一般社団法人 日本医療情報学会

[4-E-1-03] ローカルLLMによる医療安全マニュアルのチャットBot化

*森 龍太郎1、高橋 佳大1、矢野 弘章2、松永 敏明2、藤原 琢也2、加藤 一郎2 (1. 岐阜大学医学部附属病院医療情報部, 2. 岐阜大学医学部附属病院医事課医療情報係)

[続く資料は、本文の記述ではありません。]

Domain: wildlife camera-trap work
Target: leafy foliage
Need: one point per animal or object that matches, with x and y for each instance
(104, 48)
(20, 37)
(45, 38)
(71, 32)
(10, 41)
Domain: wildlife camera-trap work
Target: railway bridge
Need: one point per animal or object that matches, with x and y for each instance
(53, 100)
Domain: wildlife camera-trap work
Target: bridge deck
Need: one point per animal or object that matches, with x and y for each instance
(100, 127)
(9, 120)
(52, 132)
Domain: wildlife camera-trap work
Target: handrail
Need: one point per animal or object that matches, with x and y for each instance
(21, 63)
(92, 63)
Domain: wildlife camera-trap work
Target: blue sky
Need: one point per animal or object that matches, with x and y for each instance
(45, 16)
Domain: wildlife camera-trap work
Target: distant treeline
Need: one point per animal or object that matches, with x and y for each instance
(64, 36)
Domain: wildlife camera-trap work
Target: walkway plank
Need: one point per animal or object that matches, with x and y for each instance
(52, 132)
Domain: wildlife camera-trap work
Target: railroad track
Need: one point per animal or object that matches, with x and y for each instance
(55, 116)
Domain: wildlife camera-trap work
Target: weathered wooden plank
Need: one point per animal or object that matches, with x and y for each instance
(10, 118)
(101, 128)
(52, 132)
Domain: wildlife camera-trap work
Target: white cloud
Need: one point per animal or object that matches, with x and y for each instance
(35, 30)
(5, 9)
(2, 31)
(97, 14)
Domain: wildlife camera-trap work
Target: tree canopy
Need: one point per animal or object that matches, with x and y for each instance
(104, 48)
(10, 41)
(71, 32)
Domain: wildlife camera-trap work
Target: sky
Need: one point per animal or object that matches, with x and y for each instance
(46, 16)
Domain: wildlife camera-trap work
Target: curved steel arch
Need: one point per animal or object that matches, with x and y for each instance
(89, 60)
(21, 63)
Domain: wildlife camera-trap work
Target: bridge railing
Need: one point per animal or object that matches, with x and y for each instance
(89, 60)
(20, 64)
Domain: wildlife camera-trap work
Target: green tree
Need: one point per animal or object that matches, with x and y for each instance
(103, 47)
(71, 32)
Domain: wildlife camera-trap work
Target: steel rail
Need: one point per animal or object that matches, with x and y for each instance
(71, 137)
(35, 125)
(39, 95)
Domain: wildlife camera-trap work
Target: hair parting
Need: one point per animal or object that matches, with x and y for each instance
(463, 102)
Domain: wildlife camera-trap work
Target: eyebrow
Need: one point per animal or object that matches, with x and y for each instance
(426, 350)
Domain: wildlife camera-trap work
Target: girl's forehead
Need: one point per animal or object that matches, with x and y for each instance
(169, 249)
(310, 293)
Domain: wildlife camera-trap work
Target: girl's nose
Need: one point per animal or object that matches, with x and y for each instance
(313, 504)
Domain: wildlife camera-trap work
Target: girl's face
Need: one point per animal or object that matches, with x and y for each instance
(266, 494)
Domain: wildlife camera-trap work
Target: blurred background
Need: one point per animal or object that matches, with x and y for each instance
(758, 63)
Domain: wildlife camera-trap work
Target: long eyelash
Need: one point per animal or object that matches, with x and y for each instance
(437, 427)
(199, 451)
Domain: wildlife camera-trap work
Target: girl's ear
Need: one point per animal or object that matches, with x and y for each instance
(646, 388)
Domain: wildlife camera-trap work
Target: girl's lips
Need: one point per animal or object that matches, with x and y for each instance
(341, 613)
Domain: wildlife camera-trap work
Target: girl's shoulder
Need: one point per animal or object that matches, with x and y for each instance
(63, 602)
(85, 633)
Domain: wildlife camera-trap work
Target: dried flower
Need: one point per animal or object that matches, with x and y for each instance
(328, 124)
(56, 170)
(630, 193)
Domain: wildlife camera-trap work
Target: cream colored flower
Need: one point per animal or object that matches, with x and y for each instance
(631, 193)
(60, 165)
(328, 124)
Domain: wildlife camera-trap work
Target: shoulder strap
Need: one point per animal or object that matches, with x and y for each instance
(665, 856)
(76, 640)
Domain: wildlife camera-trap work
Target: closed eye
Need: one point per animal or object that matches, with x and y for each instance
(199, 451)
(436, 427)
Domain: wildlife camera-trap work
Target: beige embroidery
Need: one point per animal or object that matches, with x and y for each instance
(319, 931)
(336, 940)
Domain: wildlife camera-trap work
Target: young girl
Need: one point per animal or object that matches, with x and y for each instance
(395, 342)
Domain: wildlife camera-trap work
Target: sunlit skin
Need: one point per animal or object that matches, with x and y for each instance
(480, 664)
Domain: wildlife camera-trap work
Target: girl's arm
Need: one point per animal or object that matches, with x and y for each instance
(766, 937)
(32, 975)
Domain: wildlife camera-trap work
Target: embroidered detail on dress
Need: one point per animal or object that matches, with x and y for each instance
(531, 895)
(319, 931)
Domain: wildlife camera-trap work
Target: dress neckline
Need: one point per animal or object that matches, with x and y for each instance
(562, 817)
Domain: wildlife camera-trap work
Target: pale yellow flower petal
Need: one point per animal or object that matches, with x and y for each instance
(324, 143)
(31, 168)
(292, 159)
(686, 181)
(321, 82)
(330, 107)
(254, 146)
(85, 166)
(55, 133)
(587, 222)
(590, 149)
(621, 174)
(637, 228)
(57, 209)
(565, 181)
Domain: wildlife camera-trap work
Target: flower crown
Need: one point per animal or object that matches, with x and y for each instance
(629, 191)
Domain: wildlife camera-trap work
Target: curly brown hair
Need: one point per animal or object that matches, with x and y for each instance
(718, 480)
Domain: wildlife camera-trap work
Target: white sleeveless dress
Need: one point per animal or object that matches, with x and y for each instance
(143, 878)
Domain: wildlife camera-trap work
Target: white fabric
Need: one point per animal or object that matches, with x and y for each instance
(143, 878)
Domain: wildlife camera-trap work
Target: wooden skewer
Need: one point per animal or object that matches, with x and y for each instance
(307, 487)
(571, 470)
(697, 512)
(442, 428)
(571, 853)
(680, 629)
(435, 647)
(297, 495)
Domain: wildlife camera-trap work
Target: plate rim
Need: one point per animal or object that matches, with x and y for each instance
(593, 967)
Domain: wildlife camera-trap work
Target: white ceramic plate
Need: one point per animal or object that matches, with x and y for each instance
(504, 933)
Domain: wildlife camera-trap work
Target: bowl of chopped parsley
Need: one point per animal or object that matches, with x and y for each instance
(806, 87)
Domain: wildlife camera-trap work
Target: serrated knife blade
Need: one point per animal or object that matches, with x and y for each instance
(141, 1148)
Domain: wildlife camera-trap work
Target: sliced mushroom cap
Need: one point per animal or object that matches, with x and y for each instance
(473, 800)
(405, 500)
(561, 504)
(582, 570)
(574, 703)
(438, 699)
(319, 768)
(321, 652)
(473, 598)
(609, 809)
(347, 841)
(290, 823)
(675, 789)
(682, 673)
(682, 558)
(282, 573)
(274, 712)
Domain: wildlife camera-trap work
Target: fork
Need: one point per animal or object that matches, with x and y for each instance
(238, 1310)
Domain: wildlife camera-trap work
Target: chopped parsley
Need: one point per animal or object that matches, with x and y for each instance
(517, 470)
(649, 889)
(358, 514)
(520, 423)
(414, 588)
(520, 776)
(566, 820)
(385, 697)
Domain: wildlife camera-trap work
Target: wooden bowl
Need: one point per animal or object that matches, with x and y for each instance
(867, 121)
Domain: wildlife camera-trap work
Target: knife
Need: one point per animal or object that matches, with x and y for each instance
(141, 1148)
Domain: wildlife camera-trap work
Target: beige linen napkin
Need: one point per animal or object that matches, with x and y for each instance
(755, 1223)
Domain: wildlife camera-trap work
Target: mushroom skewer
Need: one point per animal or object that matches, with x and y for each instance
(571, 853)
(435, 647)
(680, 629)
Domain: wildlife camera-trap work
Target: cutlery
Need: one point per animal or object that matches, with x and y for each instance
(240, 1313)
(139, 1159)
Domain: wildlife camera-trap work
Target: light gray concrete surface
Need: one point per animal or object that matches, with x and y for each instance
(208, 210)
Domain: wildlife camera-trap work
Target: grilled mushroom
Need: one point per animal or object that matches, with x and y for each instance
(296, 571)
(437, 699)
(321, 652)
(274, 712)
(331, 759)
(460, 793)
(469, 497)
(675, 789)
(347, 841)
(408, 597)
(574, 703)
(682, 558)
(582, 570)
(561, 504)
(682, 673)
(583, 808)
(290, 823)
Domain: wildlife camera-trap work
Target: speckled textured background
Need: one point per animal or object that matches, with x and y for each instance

Patient safety manual, local LLM, RAG, chatbot

【はじめに】医療安全マニュアルは医療法によりすべての医療機関において整備することが義務付けられているマニュアルである。マニュアルの作成は業務の標準化に有効である一方、多く利用者にとっては必要な情報に到達するのが難しい現状がある。マニュアルのチャットBot化はこの問題を解決するための有用な手段であるが、病院ネットワーク内ではChatGPT等のオンライン大規模言語モデル(LLM)を利用したチャットBotの構築は困難である。よって我々はローカルLLMによる医療安全マニュアルのチャットBot化を試みた。【方法】ローカルLLMのモデルはgemma-2-9b-itを使用した。LLMに独自データを外挿するRetrieval-Augmented Generation(RAG)を行うためにオープンソース(OSS)のLlamaIndexを使用し、埋め込みモデルmultilingual-e5-largeを用いて医療安全マニュアルのPDFファイルをChunk size 1024、Overlap 256でベクトル化した。ユーザーインターフェース(UI)はGradioを用いてWebアプリとして構築した。【結果】「患者の確認はどのようにしたらよいですか?」「輸血の実施はどのように行えばよいですか?」「気管挿管による歯牙損傷が生じた場合にはどうすればよいですか?」に対しては詳細に正しく回答し、「インフォームド・コンセントを行う上での留意事項を教えてください。」「重要事例発生時にはどのようにしたらよいですか?」「アレルギー対策はどのようにしたらよいですか?」に対してはやや内容が不足した回答となった。「転倒転落の対策はどのようにすればよいですか?」に対しては理由は不明だが引用元しか回答できなかった。全体として回答に誤りは認められず引用元も正しかった。【考察】RAG採用型ローカルLLMを用いた医療安全マニュアルのチャットBotは、高精度な回答が可能で目立ったハルシネーションも生じず有用であると考えられた。ただし質問の仕方にはある程度の配慮が必要であり、またテキストが埋め込まれていないPDFファイルの内容については回答ができなかった。医療安全マニュアルのチャットBot化は必要な情報への容易なアクセスを提供できることから医療安全の向上に貢献できると考えられた。